I want to love it here, as Rich­mond now is my home.

But maybe I was spoiled. I grew up in a civ­i­lized city, where cops ig­nored you if you lit a joint and smoked it 10 feet away from them; where, when the coun­try’s ma­jor cities were burn­ing in race ri­ots, my city didn’t. But my idea of a civ­i­lized city has badly been shaken. On my way to the June­teenth vigil at the Robert E. Lee mon­u­ment, all streets around the mon­u­ment were blocked by po­lice, as though they ex­pected trou­ble. It has been my ex­pe­ri­ence fol­low­ing the re­cent Ge­orge Floyd protests na­tion­wide that trou­ble, as of­ten as not, is in­sti­gated by the po­lice. There was no need for the po­lice the night of the vigil.
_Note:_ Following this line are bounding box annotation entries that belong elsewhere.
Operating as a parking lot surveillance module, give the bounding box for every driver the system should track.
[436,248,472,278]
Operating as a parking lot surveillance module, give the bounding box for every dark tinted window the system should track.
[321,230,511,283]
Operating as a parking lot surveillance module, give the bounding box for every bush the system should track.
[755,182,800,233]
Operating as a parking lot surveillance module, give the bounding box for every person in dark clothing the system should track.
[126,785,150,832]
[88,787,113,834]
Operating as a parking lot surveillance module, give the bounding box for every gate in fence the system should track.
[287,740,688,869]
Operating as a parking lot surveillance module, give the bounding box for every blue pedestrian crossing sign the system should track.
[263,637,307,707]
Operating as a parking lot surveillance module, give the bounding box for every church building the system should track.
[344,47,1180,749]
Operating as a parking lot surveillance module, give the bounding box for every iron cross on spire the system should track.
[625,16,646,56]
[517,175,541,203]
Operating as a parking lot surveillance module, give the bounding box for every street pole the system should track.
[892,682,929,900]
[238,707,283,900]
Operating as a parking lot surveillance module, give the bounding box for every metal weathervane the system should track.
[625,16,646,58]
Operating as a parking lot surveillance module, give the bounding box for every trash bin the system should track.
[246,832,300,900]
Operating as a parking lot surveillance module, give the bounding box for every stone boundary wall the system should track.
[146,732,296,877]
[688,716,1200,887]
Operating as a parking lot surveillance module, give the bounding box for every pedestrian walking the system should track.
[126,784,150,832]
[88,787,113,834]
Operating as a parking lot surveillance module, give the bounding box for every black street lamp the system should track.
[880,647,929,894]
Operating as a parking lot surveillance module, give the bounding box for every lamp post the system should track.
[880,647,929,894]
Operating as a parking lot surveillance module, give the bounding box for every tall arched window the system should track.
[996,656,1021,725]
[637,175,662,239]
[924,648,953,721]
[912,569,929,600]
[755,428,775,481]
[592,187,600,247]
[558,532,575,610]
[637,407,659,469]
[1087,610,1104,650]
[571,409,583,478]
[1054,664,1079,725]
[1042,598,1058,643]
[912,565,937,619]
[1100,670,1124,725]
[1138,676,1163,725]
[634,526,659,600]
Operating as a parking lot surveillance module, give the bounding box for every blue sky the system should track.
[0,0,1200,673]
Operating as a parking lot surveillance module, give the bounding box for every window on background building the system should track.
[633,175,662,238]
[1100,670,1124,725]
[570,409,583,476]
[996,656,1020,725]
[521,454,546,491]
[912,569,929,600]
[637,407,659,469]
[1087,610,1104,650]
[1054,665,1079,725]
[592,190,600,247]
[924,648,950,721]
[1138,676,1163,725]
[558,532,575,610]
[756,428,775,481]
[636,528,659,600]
I also no­ticed civil­ians openly car­ry­ing firearms. In 50 years of liv­ing in that lost city of mine, I never saw a civil­ian car­ry­ing a firearm, and it wasn’t be­cause they were car­ry­ing con­cealed. A city pop­u­lated by thou­sands of John Waynes is not a civ­i­lized city. What I saw in Rich­mond — even if it was le­gal — was crazy. It seemed to scream: “Let’s see if we can at­tract trou­ble.”

There is only one side to the Black Lives Mat­ter move­ment: Po­lice may not, with­out proper cause, take a hu­man life. Fail­ing that, it’s mur­der. When good cops de­fend a cop who un­nec­es­sar­ily has taken a life, they be­come bad cops. They, too, need to be re­moved from po­lice work.

If a com­mu­nity and its po­lice are at odds, there is some­thing ter­ri­bly wrong, and it al­ways is on the po­lice. It is the job of the po­lice force to pro­tect the cit­i­zens un­der its care, not to be their prison guards.

Rich­mond needs to think and act like a civ­i­lized city.